The houseguest was an old, old friend of mine from college. We dated then, and never really had an angry breakup or anything. Over the years we'd stayed in touch, but never were single at the same time and we never tried to take things further. Until now. We started talking, and decided we'd give this thing a shot... The loss of my job threw a bit of a curve into the plan for a care-free week, but we still had a relaxing visit. But... we're not so much giving it a shot anymore. And that's another story that may or may not see another day.

I'm not really sure what I'm doing. In any area of my life. I got offered a hospitality job, but it doesn't pay enough for me to do much more than survive, given my rather large debt payments. I love this place I live... but I don't know how I can possibility afford to stay here. On the other hand, it's not like a job is easy to find anywhere else.

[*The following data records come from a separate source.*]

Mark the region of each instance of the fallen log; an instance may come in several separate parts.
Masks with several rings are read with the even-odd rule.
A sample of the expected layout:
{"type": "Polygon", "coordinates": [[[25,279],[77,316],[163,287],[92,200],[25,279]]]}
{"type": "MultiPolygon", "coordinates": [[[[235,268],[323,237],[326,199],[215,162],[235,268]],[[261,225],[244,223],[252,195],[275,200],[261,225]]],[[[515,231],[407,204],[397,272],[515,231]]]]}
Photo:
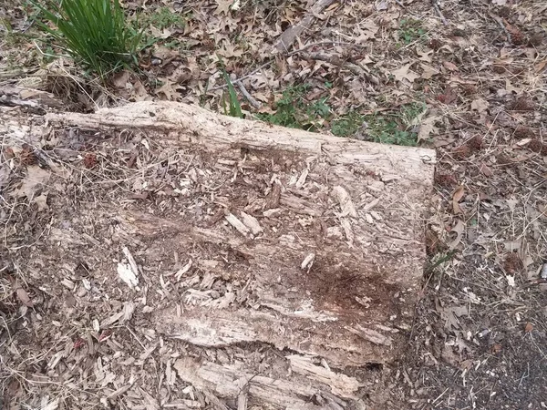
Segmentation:
{"type": "MultiPolygon", "coordinates": [[[[345,369],[404,350],[426,261],[434,151],[166,102],[51,112],[33,127],[7,118],[0,134],[46,153],[43,168],[26,169],[39,180],[7,188],[52,213],[33,261],[70,289],[87,261],[106,300],[124,306],[98,311],[96,328],[138,320],[149,340],[265,343],[288,354],[296,374],[257,377],[246,363],[181,358],[175,369],[196,388],[242,404],[248,394],[284,408],[344,408],[361,386],[345,369]],[[71,181],[80,193],[60,193],[71,181]],[[72,276],[57,273],[59,260],[72,276]],[[303,400],[314,392],[323,406],[303,400]]],[[[8,244],[13,232],[3,234],[8,244]]],[[[89,286],[78,303],[95,301],[89,286]]]]}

I have a lease here, and a roommate whom I do not wish to abandon or screw over. I have a law degree not being put to use. I have a pile of debt that makes me sick. I'm never going to make a dent in it if I don't find a job that pays better than I'll likely find here. I want to get my shit together, pay off my debt, and try to put a personal life together one of these days. Denver would be my preference right now... I am contacting some firms and recruiters there in an attempt to find something, though no one is very optimistic.

Again I am faced with trying to figure out what I want. And I just don't know. I don't. If anybody else out there has a clue, let me know.